I had a room with a private entrance.
I was a bachelor and lived alone.
My friends entered at every whim.

My comrades lived with aunts
and with wives resembling aunts,
with women, fat, too thin,
tired, bored, like rain.

Getting older every year,
birthing children, daughters, sons,
monuments to insufficiency,
statues of failed lives,
of long waiting lines.

My comrades loved their wives.

They asked me many times:

"Why don't you marry, you playboy?
what do you know of domestic bliss?

" My comrades didn't love their wives.
Girls with supple hands pleased them,
with eyes
in which, when you find yourself reflected,
You fall,
you fall,
like a rock.
However, I was careful.
I asked no stupid questions.
I simply provided the key to the lock.
They asked me -- I gave
.

Commentary on the Translation

Boris Slutsky (1919-1986) was one of the more silent poets of the Soviet Era. Unlike the Mandelstam/ Akhmatova/ Tsvetaeva generation which preceded his, Slutsky's generation saw the Soviet regime as a given. Slutsky made no attempt to publish verse that would criticize the regime. His most profound poetic work was written "for the drawer" and only published posthumously.

In "Key," he speaks of what people do to stave off mental disintegration. Slutsky speaks from the position of an outsider, merely complicit in acts of marital infidelity. The drabness of Soviet-style communal apartments, subsistence wages, workplace politics and 10-hour lines for food provides the context for this poem, which seeks to be about everything that Soviet life was not.

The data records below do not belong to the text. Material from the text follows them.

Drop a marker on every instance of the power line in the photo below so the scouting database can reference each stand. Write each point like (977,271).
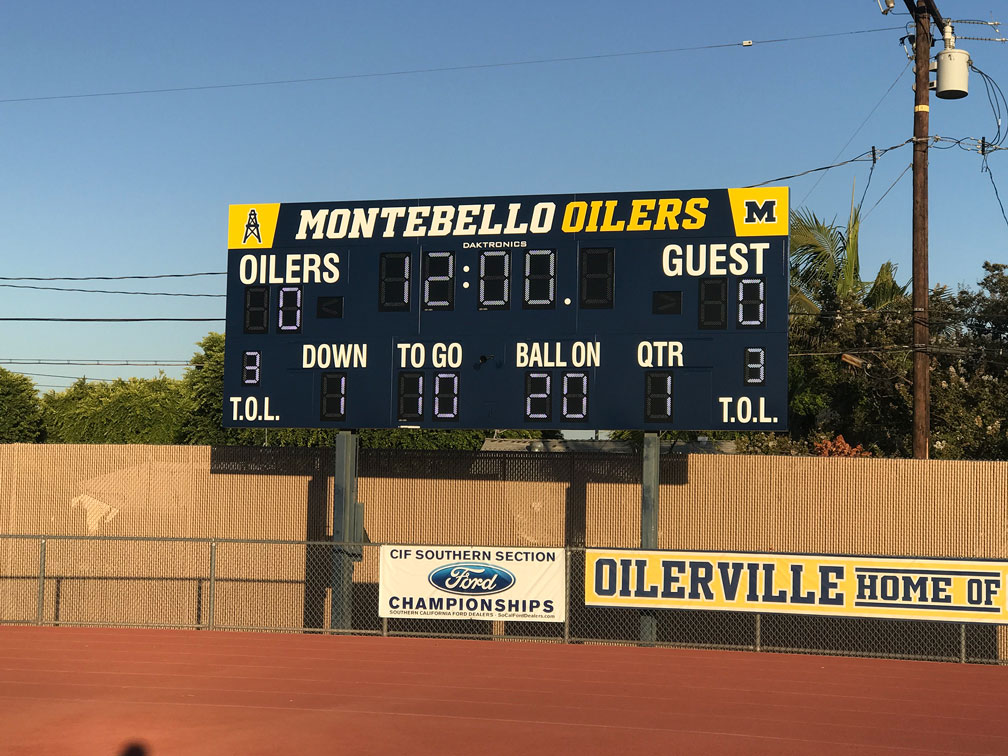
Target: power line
(103,291)
(859,158)
(438,70)
(113,320)
(106,362)
(71,377)
(106,277)
(857,131)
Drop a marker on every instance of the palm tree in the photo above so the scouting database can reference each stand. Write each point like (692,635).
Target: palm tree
(826,268)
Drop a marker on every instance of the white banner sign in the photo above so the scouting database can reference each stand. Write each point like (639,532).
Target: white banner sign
(473,583)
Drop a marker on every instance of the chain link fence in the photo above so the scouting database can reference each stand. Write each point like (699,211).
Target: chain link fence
(323,587)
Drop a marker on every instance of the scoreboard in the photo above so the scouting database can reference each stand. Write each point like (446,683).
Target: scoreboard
(651,309)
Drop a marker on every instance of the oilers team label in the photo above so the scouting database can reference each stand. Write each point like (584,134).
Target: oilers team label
(473,583)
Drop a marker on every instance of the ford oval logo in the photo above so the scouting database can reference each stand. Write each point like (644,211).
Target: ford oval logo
(471,578)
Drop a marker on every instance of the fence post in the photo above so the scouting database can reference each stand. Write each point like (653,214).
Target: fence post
(567,596)
(348,530)
(212,591)
(40,600)
(649,521)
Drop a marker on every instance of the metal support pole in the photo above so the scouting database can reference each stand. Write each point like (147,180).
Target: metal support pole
(649,520)
(211,593)
(921,331)
(40,600)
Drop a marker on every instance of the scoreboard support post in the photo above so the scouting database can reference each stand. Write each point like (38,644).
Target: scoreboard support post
(348,530)
(649,504)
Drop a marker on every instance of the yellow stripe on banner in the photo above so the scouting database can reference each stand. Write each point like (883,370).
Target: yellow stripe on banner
(949,590)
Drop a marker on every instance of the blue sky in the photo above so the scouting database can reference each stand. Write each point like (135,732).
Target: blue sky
(139,184)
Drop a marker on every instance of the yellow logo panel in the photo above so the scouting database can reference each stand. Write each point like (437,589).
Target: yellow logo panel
(252,226)
(762,211)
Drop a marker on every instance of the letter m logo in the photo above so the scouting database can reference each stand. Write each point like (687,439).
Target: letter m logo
(764,212)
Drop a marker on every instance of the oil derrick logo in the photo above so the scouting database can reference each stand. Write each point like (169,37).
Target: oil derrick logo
(252,227)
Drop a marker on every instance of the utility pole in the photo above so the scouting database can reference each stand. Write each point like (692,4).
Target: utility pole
(923,12)
(921,330)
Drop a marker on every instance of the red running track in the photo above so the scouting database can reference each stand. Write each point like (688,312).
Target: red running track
(76,690)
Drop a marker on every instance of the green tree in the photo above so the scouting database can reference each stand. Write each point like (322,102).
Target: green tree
(970,378)
(122,411)
(20,409)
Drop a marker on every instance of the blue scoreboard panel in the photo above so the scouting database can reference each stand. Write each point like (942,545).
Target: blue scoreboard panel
(652,309)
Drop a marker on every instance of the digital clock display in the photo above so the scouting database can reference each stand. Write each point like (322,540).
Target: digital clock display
(654,310)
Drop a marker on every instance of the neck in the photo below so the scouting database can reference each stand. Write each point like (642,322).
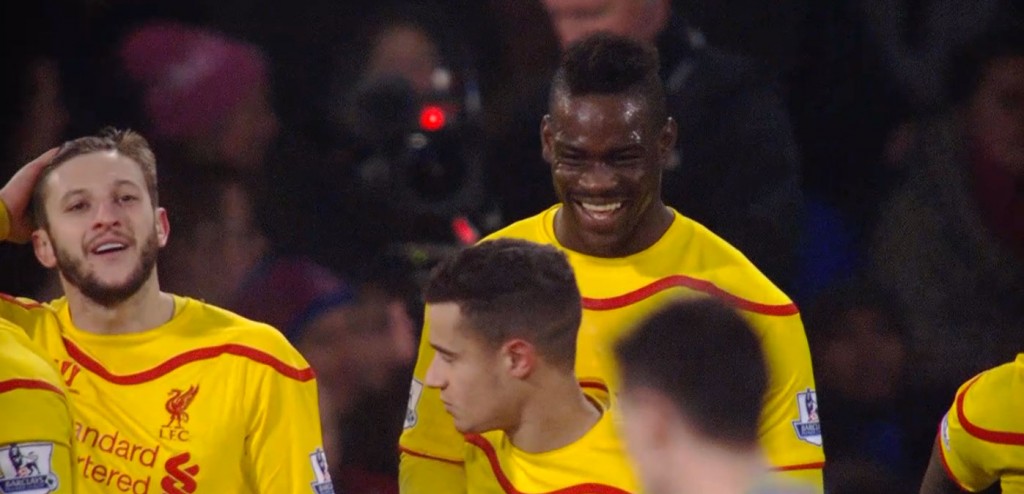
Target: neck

Slutsky draws attention to the difficulty of creating a meaningful personal relationship in such a draining political atmosphere as the Soviet Union in the 1970s. Instead of friends, he has "comrades." Instead of wives, there are aunts and women who are "statues of failed lives / of long waiting lines." The only space in which life can be lived on its own terms is in the narrator's dingy bedroom with "girls with supple hands."

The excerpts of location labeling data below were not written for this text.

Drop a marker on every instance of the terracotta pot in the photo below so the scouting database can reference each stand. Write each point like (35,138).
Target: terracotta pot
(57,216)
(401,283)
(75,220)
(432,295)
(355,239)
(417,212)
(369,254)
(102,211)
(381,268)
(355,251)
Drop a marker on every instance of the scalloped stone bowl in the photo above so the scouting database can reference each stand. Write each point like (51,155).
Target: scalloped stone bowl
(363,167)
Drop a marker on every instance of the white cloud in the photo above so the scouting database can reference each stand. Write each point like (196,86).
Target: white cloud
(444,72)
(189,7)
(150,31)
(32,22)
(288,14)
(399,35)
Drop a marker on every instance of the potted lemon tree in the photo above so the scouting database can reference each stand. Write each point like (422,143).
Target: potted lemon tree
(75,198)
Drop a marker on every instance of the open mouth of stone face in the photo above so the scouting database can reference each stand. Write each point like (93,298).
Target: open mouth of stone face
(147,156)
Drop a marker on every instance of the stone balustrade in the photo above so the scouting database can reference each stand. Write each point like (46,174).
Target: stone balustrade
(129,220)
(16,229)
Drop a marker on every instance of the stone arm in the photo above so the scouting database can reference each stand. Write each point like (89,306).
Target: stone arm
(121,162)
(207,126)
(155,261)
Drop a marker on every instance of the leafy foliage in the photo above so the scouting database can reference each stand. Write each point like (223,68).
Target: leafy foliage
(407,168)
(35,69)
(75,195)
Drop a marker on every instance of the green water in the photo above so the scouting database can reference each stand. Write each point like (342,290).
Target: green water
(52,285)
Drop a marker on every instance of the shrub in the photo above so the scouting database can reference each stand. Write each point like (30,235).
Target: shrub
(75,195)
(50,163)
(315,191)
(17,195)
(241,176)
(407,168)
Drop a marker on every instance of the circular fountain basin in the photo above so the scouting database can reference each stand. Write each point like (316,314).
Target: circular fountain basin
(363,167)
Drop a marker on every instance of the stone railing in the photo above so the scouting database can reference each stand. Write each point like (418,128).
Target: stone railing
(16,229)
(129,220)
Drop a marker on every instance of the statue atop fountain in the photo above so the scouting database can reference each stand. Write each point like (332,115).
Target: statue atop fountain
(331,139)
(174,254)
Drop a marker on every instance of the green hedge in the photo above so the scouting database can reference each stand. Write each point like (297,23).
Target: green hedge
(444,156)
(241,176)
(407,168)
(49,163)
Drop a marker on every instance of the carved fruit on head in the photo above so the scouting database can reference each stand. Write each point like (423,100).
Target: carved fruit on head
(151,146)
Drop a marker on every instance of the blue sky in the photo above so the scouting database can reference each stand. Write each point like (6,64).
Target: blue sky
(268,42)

The narrator is, as he says, cautious. He tells us from the start that he lives alone and never asks any questions of the "comrades" who demanded his keys from him. Yet, when the language of the poem enacts the very same disintegration of which the characters are terrified, he switches to the second person mode of narration: "You fall / you fall / like a rock." Though in context these lines refer to his "comrades'" obsession with "girls," they could just as easily apply to the terror he is keeping at bay by committing his thoughts to poetry.

"Key" teaches us that mental breakdown is fostered by an existence dead to emotion. The average Soviet citizen at that time, particularly the women, spent their lives waiting in lines. The older they got, the more they resembled rain. The men in this society have a release from the degradation of their personal lives. They find life outside their family, and allow themselves to fall for a few minutes into that void that gives their lives meaning.

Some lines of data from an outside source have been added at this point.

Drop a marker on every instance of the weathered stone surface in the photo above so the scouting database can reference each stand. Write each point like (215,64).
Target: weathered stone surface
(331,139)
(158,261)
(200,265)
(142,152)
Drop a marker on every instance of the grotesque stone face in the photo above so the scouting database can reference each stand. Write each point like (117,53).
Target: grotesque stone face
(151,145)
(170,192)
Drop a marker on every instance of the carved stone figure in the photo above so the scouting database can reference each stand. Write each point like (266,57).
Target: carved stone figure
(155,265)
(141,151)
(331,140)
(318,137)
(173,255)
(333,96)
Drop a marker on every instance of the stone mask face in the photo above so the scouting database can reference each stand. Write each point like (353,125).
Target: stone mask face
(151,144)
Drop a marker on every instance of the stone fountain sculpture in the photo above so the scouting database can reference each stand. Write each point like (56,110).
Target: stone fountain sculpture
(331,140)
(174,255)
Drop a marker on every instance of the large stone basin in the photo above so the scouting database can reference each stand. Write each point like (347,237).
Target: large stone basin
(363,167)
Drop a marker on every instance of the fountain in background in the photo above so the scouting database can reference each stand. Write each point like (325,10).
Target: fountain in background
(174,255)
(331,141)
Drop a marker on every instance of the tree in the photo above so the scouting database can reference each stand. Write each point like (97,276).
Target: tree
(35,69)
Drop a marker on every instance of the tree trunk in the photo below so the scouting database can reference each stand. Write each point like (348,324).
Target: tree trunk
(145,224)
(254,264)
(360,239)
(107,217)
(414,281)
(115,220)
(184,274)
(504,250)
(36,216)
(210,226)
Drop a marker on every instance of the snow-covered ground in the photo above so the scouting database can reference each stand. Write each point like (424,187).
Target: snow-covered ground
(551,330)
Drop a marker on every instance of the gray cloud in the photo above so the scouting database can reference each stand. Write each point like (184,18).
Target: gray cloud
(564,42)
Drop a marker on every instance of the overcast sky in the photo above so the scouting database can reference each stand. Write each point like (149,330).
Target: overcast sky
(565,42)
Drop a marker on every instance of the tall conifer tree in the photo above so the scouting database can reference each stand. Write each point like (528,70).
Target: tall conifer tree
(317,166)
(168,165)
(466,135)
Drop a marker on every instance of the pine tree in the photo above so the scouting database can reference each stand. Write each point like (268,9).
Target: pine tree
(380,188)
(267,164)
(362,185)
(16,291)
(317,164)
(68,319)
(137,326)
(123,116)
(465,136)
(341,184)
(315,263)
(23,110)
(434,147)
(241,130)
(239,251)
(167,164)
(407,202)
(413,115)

Yet ultimately this poem argues that the men are no more satisfied than women. The men labor under the illusion that marriage is happiness as much as the women, who perhaps see no other way of living. The "comrades" ridicule the narrator for missing out on "domestic bliss." As a poet, however, Slutsky is better able to see where such "domestic bliss" leads: to little girls and failed lives.

Works Cited

Slutsky, Boris. "Klyuch," Sobranie Sochinenie. Y. Boldireva (ed.). Moskva: Khudozhestvennaya Literatura, 1991. Vol. 1 (158).